The work of 14 artists in the 'Flesh,' a show of nudes that's never controversial but occasionally intriguing
By Isabel Heblich,
Star-News Correspondent
Star-News (Currents), December 20, 2007, Wilmington, NC
With all of the sexless icons dominating this season (angels, Santa, Frosty the Snowman) I previewed Bottega's upcoming show Flesh: A Celebration of the Human Form hoping to spice up this otherwise chaste and virtuous month. I suppose that was the idea behind the artist-owned gallery's holiday timing of this show; a saucy sense of humor not lost on our community. Fed up with fruitcake and tired of "merry this" and "merry that," they must've thought, "You know what would make me merry? A little nudity."
I couldn't agree more.
I walked in expecting a two-dimensional red light district and to spend an afternoon in a blissful, mischievous state of voyeurism, but I've seen sexier crucifixion scenes.
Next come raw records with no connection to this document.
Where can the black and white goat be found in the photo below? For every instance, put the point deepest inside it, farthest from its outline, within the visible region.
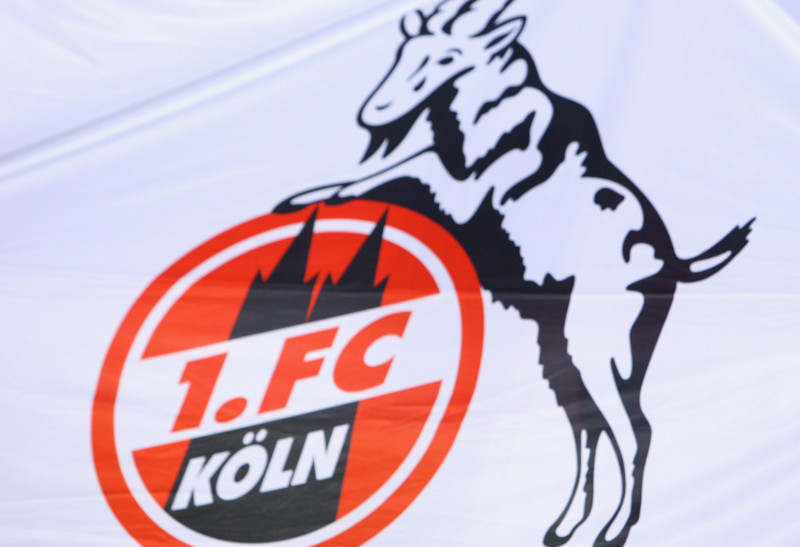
(519, 176)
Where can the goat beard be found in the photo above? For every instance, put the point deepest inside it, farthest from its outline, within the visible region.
(392, 133)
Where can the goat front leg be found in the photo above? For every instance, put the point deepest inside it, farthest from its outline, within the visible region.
(339, 192)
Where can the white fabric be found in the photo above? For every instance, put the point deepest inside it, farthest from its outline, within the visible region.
(132, 131)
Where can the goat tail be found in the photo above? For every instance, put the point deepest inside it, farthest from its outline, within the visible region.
(724, 250)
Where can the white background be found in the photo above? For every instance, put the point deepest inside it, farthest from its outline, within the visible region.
(130, 132)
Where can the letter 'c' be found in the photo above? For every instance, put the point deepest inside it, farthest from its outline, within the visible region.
(293, 366)
(351, 372)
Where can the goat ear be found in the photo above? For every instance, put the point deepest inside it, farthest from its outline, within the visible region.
(499, 38)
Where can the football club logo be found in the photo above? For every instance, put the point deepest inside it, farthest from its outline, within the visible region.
(267, 389)
(298, 379)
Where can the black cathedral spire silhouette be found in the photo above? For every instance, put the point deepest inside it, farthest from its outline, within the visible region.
(284, 298)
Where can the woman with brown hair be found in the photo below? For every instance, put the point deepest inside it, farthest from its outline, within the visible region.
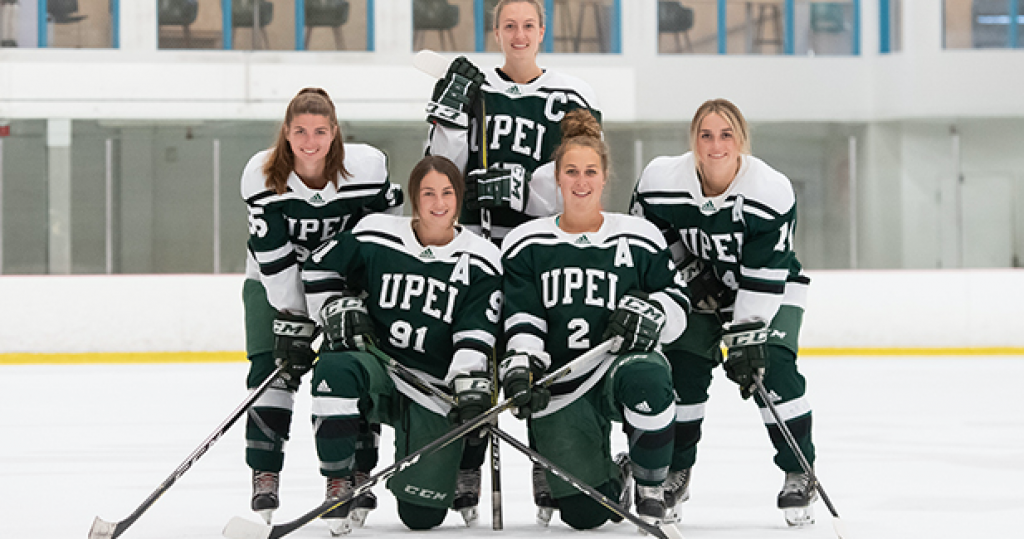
(300, 193)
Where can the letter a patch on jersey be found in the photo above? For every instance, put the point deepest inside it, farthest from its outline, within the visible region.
(461, 272)
(623, 255)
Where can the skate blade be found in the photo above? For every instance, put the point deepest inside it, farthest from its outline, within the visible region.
(101, 529)
(470, 515)
(358, 515)
(266, 514)
(338, 527)
(799, 516)
(544, 515)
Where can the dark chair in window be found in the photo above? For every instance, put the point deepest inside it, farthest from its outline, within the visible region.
(674, 17)
(179, 13)
(434, 14)
(243, 15)
(65, 12)
(329, 13)
(827, 17)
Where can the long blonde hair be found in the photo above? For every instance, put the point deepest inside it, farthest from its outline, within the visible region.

The faint of genitalia can breathe a sigh of relief; it's pretty PG-13. Nobody can take the sex out of sexuality like an artist. The figurative works of some 14 artists are, as promised, in the buff, but only a few are provocative. Mostly we see nudity here as a kind of dress.
This phenomenon is best described by John Berger in his book of art theory Ways of Seeing: "To be naked is to be oneself. To be nude is to be seen naked by others and yet not recognized for oneself."
Many tactics of deflecting an arousing sexuality then spring at me from each painting. Many of the nudes have little facial expression, if faces at all. Many of the limbs taper off before the emotionally revealing institutions of hands and feet. Many of the bodies are painted with cool tones. The shape of each body precedes the weight or volume, but mixed-media textures deter a viewer from hugging those curves for too long.
What's baffling is that many of the figures seem ambivalent about their nudity. I expected something a little more taboo from a word like "flesh," a chance to expose and exploit conventions and ideas about sexuality and its underlying connectedness and reality in our everyday world. I thought the day when you could acknowledge, discuss and debate sexuality from somewhere besides an unattached academic place had arrived.(Maybe it has; the opening is this Friday.)
A clear perspective on nudity, relevant to the natural world, did arise in a few works. Gayle Tustin's large-scale ink and gouache nudes border on portraiture; the brush gestures and limited black, white and sienna palette embody a kind of intelligence that's mirrored by them being painted on architectural papers. The men and women, while not sexual initiators themselves, are vulnerable changelings.
Pam Toll's work in this show should be celebrated for its narratives and psychology, but particularly for her ability to paint men as men. In her nude story scenes there are aggressors. They have a man's muscles and wield a man's power while remaining spiritually penetrable, a trait that reveals the artist as a woman. Toll's mixed media piece Stealing Picasso traces the bent line of a woman's back with the ripped edge of an envelope, complete with stamps, a technique that finds the secret sexuality in everyday objects.
Metal artist Kee Wilde-Ramsing's tiny copper nude man succeeds in its silliness and surprising authority: the dichotomy of the penis. Male Nude is like the torso of a tiny armored knight with his unmentionables on the outside. Wilde-Ramsing gets to the point of the male sexual psyche, doesn't dress it up or disguise it in romanticism or thoughtfulness, just simply says, "Here it is."
A lone photograph from Rocco Taldin approaches the female form with a similar bluntness: the torso of a nude brunette looking un-posed as she sits Indian style with a camera (a camera with erect bullets glued to it) in her lap. A conflicting picture as to what gender has the power here, it seems to poke insider fun at the intrinsic voyeuristic/pornographic nature of photography.
Though not a visual brothel or alarming by any means, Flesh is perhaps a big step for Wilmington in potentially opening the dialogue on flesh or exciting the silent mind that asks, "What is revealed and what is hidden? And why?"